2017年5月に線画からAIが自動着色する機能、また2023年6月にはディープラーニングの技術を使い、作品をワンタップで高画質化できる「AI超解像度機能」をリリースしました。
AIを取り巻く社会情勢は刻々と変化しています。機が熟したときにすぐ対応できるよう、機械学習や深層学習に関する学術論文を社内で共有し開発に活かすなど、技術の蓄積と共有に務めながら、効率化、省力化につながる機能開発を進めていくつもりです。

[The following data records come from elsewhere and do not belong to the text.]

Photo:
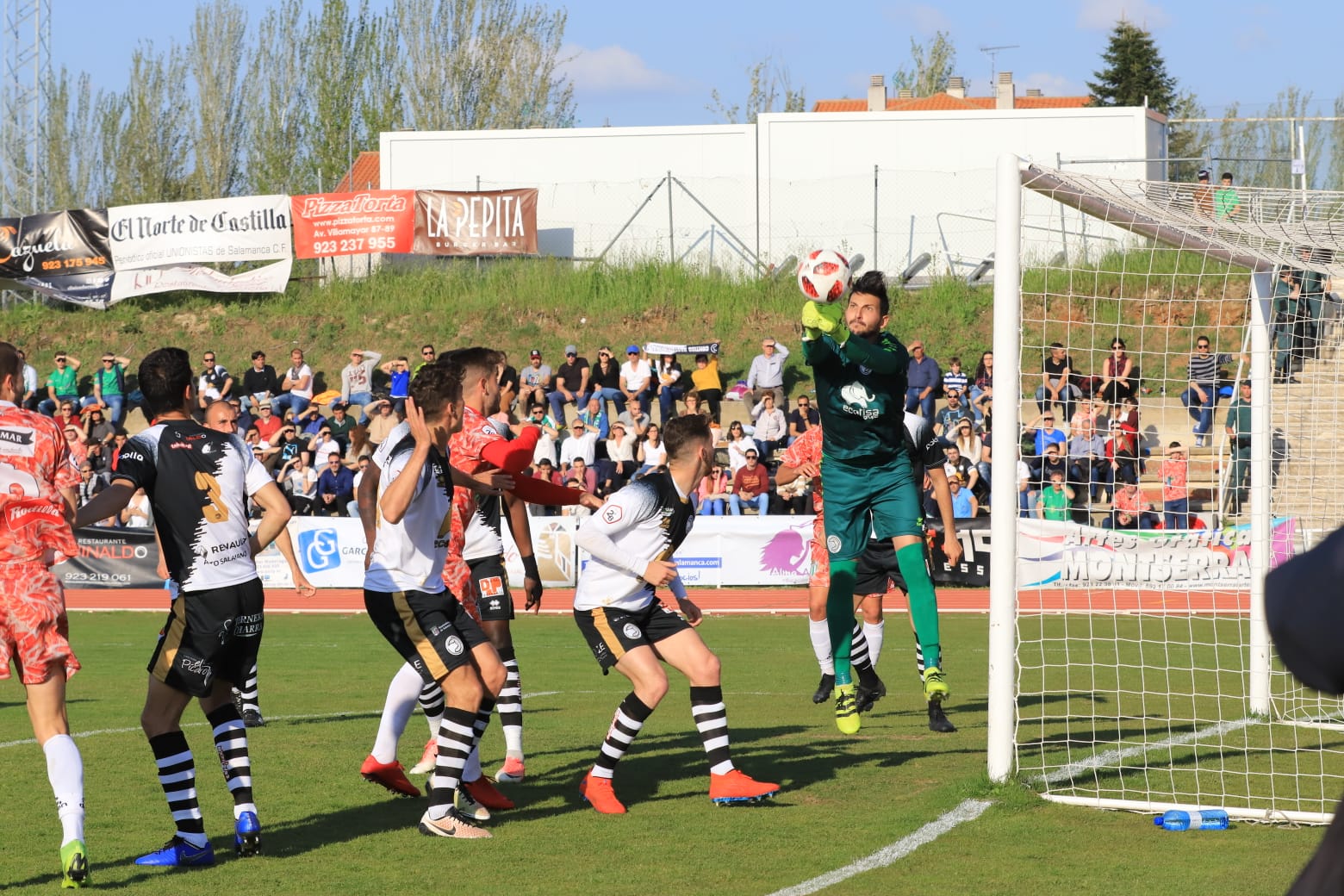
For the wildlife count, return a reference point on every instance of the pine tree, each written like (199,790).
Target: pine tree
(1135,69)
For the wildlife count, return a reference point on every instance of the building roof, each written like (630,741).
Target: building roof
(947,103)
(366,173)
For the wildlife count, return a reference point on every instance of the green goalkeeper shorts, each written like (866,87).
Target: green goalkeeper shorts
(880,501)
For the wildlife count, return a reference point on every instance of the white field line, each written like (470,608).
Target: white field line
(1113,756)
(968,810)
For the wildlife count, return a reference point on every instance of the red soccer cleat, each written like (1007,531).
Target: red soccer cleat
(390,775)
(600,794)
(737,787)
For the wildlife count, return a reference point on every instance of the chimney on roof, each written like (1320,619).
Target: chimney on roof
(876,93)
(1005,91)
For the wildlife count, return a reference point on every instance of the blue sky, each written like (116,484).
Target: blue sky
(653,64)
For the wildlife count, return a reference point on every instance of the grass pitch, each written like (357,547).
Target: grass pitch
(326,831)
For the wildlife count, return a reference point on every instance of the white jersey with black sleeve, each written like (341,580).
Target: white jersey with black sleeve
(409,555)
(644,521)
(198,482)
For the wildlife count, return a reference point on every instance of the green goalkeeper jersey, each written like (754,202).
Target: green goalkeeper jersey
(861,396)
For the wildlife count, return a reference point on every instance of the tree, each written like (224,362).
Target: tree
(769,85)
(930,66)
(1135,72)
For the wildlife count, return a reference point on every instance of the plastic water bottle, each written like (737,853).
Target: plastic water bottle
(1200,819)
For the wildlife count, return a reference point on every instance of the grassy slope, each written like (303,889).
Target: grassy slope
(523,305)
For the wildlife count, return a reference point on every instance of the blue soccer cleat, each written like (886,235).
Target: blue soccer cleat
(179,853)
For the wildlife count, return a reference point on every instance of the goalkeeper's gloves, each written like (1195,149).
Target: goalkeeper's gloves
(824,319)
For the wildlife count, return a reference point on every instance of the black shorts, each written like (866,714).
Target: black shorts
(613,633)
(878,569)
(494,600)
(210,634)
(432,632)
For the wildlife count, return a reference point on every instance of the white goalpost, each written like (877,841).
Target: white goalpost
(1129,660)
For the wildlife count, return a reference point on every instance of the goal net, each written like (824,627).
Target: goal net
(1130,665)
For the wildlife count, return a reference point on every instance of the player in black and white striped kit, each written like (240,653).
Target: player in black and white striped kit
(198,481)
(632,540)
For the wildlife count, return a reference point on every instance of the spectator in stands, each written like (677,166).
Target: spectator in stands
(259,383)
(300,482)
(1200,395)
(215,383)
(1175,472)
(964,504)
(1117,374)
(1056,384)
(983,389)
(650,453)
(766,374)
(750,485)
(706,381)
(62,384)
(667,371)
(109,387)
(398,383)
(738,448)
(770,427)
(636,379)
(580,445)
(605,381)
(803,418)
(712,495)
(594,418)
(1055,500)
(296,387)
(570,384)
(357,377)
(335,488)
(922,382)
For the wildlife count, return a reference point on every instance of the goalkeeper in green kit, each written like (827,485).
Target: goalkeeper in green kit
(866,475)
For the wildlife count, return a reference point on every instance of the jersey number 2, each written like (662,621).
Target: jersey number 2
(214,511)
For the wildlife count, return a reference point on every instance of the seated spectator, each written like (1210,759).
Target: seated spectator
(357,377)
(650,451)
(964,504)
(712,494)
(581,444)
(750,485)
(300,484)
(534,381)
(582,475)
(706,381)
(803,418)
(259,384)
(1117,374)
(667,372)
(770,427)
(335,488)
(1055,501)
(922,382)
(636,379)
(983,387)
(605,381)
(1056,386)
(570,384)
(595,420)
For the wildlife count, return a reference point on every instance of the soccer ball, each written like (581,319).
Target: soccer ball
(824,276)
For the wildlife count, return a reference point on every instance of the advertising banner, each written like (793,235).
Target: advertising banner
(491,222)
(54,243)
(374,221)
(112,559)
(245,228)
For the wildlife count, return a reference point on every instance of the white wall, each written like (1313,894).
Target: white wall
(811,175)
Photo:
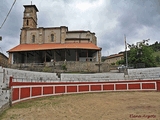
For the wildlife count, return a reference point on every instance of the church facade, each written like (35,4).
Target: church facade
(39,44)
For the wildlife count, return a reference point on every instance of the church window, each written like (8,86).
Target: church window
(52,37)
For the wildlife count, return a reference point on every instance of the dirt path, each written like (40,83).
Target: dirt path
(94,106)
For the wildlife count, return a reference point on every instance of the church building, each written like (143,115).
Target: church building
(40,44)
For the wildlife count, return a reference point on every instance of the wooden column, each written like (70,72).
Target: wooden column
(87,55)
(54,55)
(76,56)
(26,57)
(65,54)
(44,56)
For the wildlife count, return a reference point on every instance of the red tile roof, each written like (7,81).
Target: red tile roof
(52,46)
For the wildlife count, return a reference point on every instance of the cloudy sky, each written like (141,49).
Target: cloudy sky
(109,19)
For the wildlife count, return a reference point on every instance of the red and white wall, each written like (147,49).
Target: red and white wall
(28,90)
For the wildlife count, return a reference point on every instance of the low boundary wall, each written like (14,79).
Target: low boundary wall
(28,90)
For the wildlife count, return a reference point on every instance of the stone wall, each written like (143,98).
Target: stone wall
(64,66)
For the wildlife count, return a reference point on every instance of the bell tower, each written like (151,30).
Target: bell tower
(30,16)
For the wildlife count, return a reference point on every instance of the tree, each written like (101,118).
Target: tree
(141,55)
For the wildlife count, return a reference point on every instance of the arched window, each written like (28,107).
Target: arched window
(27,22)
(52,37)
(33,38)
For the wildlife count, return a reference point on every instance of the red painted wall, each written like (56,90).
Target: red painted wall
(52,89)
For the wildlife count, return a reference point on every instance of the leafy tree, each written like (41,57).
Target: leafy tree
(141,55)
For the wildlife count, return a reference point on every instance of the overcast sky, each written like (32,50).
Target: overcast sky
(109,19)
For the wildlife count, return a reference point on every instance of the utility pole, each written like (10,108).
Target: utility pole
(126,50)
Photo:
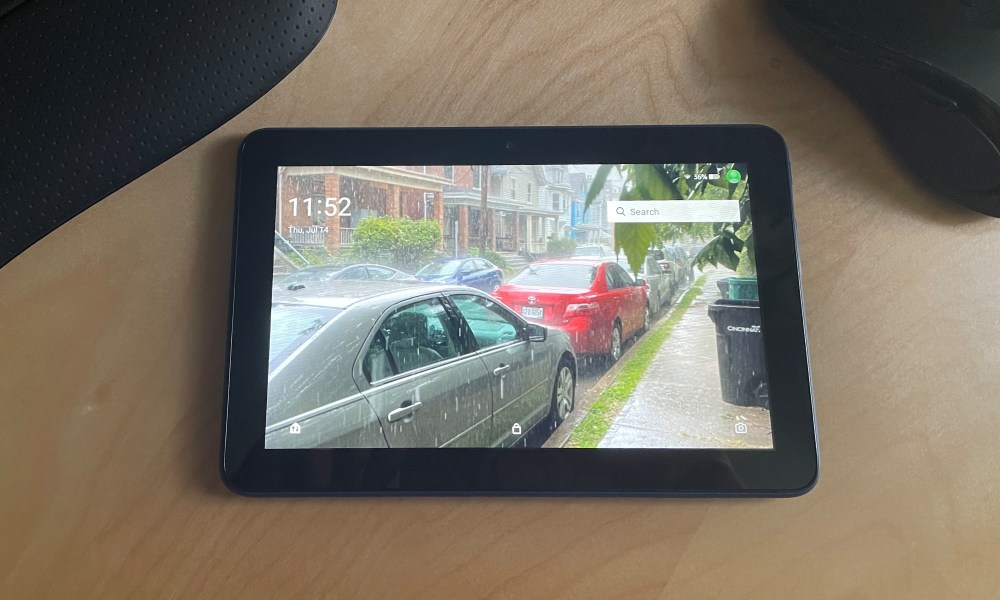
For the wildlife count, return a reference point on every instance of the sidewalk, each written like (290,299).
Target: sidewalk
(678,403)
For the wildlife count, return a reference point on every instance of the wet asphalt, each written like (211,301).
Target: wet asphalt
(678,403)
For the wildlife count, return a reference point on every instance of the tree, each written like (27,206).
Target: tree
(398,240)
(727,241)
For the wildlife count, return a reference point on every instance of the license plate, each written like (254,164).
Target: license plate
(531,312)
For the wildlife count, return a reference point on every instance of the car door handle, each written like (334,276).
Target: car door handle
(404,411)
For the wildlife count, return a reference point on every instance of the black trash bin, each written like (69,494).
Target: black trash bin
(742,370)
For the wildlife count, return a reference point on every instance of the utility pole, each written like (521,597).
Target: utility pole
(485,190)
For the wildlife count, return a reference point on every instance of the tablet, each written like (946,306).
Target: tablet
(533,311)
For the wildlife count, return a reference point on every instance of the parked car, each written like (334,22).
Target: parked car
(321,274)
(592,251)
(659,284)
(390,364)
(596,302)
(669,267)
(686,263)
(473,272)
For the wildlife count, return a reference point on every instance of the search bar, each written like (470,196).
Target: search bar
(673,211)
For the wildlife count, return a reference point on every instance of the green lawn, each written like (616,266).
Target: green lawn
(603,411)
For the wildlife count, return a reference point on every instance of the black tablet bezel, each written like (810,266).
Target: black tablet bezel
(791,468)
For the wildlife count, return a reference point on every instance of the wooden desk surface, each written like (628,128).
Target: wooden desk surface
(112,340)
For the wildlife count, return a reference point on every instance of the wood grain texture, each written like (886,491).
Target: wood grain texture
(112,341)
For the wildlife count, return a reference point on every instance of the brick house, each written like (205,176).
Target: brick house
(519,214)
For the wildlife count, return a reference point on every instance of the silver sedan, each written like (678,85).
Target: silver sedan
(398,364)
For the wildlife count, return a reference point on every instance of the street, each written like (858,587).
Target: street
(678,401)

ペイントアプリ領域は海外勢を含め、競合がひしめき合っている状況です。当面は、Windows版を含めプロダクトのブラッシュアップに取り組みながら、シェア拡大に臨みます。長期的には、現在4000万人を抱えるアクティブユーザーに対し、使いやすく高機能なペイントアプリの枠を超えたプラットフォームやエコシステムを提供できるような環境を整えたいですね。
開発のWikiには、常にアイデアレベルのタスクから、すでに仕様書、設計書にまで落とし込んだタスクが積み上がっている状態。トレンドや技術の発展を踏まえ、これからもペイントアプリの理想を追求し続けていきます。